恋舞曲~雪の真昼に見る夢は…~


「そーだね……あのときはただ目立ちたがり屋のバカが、自分勝手なことしてるだけとしか思わなかったけど……」

「フッ…」

立ち止まって思い出したように笑う彼。

「なんか笑っちゃうよな、まるで青春マンガの登場人物みたいで」

「え?」

あたしも立ち止まった。

「体育会系の男2人が、好きな1人の女の子をめぐって争うなんてマンガじゃね?」

「好きな1人の女のコ……誠志郎さんは、あたしのことが…“好き”……」

そーいえば勤さんは今日まで一度だって、あたしを「好き」とは言ってくれてない。

縁談が前向きに進んでいるという事実だけで、あたしたちは互いに好き合ってるものと決めつけてる。

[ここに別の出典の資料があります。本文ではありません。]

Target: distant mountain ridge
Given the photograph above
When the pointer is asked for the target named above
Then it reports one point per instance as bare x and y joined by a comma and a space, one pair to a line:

でも「好き」とは言ってもらってないし、あたしも「好き」とは言っていない……。

勤さんはオトナだし、学生時代の男女交際みたく、いちいち“好き”なんて言葉をクチにしなくてもいいんだ、って言ってしまえばそれまでだけど。

でも、あたしはちゃんとあたしのこと「好き」って言ってほしいし、そう言ってくれるヒトと結婚がしたい……。